Cuomo’s senior adviser Rich Azzopardi stated that Cuomo and his team have been cooperating with the DOJ during this investigation and will continue to do so. He did not say if any documents had been subpoenaed.

Melissa DeRosa, one of Cuomo’s aides, told New York state legislators during a Zoom call in February that Trump “turns this into a giant political football” and “starts tweeting that we killed everyone in nursing homes.”

DeRosa said the Cuomo administration “froze” when the DOJ and the New York lawmakers both pressed for info last year “because then we were in a position where we weren’t sure if what we were going to give to the Department of Justice or what we give to you guys and what we start saying was going to be used against us, and we weren’t sure if there was going to be an investigation.”

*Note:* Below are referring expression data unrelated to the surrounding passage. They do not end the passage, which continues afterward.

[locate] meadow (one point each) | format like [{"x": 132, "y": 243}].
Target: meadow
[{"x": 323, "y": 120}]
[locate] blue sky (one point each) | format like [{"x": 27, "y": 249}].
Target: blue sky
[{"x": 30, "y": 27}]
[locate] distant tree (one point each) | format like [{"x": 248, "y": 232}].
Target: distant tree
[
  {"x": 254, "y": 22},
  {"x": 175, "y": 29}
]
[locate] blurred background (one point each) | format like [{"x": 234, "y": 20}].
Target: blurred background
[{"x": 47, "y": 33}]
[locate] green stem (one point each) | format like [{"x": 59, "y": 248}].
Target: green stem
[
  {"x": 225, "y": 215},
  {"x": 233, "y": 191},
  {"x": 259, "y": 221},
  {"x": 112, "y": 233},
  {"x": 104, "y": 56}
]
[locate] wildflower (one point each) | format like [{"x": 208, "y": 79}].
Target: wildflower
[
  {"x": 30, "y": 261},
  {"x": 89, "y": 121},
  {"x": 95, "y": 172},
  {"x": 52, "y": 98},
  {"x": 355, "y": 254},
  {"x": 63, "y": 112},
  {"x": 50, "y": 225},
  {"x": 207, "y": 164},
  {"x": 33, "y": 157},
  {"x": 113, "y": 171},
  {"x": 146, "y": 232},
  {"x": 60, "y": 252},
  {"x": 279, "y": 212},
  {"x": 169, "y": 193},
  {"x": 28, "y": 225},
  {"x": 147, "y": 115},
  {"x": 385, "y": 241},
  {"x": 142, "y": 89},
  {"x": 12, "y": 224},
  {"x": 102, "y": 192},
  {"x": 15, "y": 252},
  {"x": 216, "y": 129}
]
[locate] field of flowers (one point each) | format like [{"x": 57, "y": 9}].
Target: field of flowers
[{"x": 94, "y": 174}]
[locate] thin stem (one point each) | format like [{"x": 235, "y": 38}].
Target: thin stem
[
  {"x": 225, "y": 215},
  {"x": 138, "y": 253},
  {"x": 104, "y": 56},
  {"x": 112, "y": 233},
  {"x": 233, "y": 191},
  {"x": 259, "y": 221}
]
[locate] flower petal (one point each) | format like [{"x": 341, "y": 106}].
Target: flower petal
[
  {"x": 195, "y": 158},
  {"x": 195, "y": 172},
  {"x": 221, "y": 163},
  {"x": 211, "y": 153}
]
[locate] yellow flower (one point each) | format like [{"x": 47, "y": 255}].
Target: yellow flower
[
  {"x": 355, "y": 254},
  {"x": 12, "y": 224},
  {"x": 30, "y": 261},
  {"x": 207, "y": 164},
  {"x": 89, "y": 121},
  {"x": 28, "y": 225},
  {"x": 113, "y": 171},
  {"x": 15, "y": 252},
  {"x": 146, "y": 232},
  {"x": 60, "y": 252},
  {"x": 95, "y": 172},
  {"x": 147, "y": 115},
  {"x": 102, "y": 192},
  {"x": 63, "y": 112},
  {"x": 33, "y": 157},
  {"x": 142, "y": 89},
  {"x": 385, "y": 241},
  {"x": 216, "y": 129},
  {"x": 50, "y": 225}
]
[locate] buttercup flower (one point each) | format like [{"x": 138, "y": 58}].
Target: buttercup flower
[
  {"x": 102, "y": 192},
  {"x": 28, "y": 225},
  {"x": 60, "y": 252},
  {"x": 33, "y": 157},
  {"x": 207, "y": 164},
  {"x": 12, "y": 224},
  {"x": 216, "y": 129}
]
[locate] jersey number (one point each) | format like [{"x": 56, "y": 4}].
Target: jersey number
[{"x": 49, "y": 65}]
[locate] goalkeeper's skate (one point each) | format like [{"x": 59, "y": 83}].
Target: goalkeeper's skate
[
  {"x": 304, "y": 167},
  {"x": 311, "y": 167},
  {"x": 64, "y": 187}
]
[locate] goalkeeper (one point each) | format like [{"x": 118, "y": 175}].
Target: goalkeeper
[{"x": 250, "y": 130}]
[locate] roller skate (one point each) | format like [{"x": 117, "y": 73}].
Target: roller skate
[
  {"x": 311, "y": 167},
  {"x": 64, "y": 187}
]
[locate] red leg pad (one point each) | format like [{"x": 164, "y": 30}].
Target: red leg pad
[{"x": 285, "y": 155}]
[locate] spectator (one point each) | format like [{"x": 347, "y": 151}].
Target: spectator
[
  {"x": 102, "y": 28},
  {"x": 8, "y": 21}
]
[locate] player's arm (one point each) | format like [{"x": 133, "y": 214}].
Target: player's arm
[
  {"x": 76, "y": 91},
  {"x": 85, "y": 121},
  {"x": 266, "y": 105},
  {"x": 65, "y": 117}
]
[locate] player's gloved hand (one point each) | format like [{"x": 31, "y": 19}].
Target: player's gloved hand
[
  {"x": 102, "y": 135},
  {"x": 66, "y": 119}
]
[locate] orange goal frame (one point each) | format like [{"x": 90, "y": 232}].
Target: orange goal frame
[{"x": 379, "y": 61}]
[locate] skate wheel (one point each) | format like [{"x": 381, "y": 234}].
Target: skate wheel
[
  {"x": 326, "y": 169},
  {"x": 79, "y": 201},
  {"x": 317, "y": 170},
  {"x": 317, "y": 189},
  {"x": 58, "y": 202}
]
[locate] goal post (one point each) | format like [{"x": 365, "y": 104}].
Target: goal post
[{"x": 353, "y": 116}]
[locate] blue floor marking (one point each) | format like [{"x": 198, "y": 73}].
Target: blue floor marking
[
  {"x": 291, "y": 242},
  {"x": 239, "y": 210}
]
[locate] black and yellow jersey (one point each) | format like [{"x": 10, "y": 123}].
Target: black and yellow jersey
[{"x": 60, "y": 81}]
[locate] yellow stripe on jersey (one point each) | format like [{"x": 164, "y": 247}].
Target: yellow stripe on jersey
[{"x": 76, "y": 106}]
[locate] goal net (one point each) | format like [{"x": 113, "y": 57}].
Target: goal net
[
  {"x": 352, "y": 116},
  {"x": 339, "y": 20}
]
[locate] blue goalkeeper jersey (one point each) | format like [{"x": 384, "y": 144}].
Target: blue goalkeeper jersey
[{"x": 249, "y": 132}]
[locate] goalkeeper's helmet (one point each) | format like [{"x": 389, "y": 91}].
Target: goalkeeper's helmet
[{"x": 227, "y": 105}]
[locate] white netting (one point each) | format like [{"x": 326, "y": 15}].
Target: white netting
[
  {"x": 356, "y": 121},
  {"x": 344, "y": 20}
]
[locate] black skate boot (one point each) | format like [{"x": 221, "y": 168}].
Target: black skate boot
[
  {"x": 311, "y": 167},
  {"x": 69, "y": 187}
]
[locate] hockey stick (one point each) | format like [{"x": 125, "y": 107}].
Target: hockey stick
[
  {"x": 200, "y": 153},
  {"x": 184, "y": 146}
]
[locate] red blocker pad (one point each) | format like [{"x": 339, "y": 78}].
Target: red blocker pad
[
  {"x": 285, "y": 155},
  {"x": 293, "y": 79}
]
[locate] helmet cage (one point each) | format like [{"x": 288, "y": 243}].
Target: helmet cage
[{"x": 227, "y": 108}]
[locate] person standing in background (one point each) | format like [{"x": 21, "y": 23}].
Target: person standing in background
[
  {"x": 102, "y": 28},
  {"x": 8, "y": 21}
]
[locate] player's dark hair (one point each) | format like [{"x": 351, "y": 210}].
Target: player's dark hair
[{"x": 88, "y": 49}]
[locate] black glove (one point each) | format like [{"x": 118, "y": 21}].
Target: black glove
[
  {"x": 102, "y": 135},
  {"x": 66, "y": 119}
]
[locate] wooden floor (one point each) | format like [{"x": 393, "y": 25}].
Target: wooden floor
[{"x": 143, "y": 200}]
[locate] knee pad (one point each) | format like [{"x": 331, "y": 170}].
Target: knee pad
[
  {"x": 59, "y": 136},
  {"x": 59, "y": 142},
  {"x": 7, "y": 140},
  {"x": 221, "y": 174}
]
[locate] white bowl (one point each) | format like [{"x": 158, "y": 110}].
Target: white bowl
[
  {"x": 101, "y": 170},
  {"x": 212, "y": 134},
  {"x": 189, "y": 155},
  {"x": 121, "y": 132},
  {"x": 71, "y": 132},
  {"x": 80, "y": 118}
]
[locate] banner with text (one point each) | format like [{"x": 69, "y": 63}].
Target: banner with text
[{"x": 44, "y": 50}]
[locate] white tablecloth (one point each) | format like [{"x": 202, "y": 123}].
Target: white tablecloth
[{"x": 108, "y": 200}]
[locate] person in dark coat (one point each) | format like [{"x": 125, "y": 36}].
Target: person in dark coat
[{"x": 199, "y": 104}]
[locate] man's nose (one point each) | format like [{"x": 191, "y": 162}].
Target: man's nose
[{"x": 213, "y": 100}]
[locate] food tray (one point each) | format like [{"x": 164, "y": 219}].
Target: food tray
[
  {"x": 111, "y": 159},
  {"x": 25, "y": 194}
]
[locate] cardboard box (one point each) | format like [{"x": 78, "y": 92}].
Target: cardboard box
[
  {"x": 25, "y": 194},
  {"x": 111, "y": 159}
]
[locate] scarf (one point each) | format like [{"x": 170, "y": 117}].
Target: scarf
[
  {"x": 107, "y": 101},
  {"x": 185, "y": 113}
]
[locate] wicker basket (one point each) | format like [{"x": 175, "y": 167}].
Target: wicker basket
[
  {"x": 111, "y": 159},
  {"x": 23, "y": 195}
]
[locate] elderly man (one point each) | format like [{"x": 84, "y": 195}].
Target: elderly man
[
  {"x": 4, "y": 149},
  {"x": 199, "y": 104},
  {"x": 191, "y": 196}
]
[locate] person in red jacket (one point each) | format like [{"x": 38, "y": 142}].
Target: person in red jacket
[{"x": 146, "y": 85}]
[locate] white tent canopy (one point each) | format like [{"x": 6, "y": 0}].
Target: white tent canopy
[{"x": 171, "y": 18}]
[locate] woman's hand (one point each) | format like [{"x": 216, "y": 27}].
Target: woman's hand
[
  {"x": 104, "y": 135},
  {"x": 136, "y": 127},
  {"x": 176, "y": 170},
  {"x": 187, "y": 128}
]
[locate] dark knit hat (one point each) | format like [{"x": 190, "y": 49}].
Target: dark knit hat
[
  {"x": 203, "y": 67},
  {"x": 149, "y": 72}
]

The controversy involving the nursing homes stems from a March order from the New York Health Department requiring nursing homes to accept patients infected with COIVD-19.

The order from March 25 stated the following:

“No resident shall be denied re-admission or admission to [a nursing home] solely based on a confirmed or suspected diagnosis of COVID-19. [Nursing homes] are prohibited from requiring a hospitalized resident who is determined medically stable to be tested for COVID-19 prior to admission or readmission.”

It was rescinded on May 10.

New York Attorney General Letitia James issued a report in January that concluded, “Nursing home implementation of some guidance may have led to an increased risk of fatalities in some facilities and may have obscured data reported by nursing homes.”

Four thousand nursing home deaths occurred after the March 25 order was put in place.